= Jamie Oag =

Scottish entrepreneur (born 1966)

James George Oag is a Scottish business entrepreneur.

==Education==
Oag was born in West Lothian in March 1966. He attended Armadale Academy then served an apprenticeship as a mechanic before attending Inverness College to study mechanical engineering. Further qualifications were achieved at the Robert Gordon University in Aberdeen and he gained a Master of Science degree in Instrument Analytical Science from the School of Applied Sciences in 1992.

==Career==
After completing his education, Oag spent seven years working as a Field Engineer with Halliburton, leaving the firm to found his own company, Optima Solutions in 1999. By February 2008 Optima had a staff of more than fifty employees and a 55 per cent share of the company was sold to Northern Industries for an eight figure sum. Later that year Oag took delivery of a Bugatti Veyron. The £810,000 vehicle was purchased as an investment but sold a few years later as Oag said "it wasn't helpful when meeting clients." Oag has gained several industry awards and Optima Solutions was awarded the Queen's Awards for Enterprise in 2009 in the category for International Trade.

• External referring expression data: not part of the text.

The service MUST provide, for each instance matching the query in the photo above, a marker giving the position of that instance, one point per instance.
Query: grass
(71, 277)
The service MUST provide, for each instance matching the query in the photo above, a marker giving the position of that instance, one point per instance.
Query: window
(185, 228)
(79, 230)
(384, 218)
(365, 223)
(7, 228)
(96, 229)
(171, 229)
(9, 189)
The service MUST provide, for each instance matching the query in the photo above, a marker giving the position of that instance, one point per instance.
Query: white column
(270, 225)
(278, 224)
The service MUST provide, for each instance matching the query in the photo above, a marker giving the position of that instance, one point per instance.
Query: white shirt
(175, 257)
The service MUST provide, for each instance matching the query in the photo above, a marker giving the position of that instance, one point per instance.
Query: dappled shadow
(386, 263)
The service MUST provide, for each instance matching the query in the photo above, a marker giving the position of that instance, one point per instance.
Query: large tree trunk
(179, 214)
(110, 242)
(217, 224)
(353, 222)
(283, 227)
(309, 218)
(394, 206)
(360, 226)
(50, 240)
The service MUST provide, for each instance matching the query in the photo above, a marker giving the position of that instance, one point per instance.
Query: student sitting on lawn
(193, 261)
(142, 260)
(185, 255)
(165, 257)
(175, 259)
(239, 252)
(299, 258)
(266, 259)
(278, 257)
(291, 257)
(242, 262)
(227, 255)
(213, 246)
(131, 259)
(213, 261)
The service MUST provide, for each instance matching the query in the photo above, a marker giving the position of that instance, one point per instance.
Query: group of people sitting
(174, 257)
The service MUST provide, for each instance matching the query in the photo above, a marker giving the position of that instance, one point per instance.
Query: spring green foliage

In mid 2010, Oag purchased a £1 million share of SPEX, another Aberdeen company, which had been founded in 2009. Oag retained a shareholding in SPEX and assumed the role of Chief Executive of the company in January 2014.

Optima was purchased by the American company Tetra Technologies in March 2012 for over £40 million. At that time Oag had a 42.3 per cent stake in the company.

Re-development of ideas gleaned from out of date patents has served Oag as an inspiration for innovative designs such as remote controls for domestic fire alarms.

==Personal life==
Dunecht House, a Category A listed building in Aberdeenshire, was purchased from Charles Anthony Pearson at the end of 2012 for £1.2 million. Oag married Yulia Sarycheva, a Russian business student, in a ceremony at the mansion's chapel during November 2012.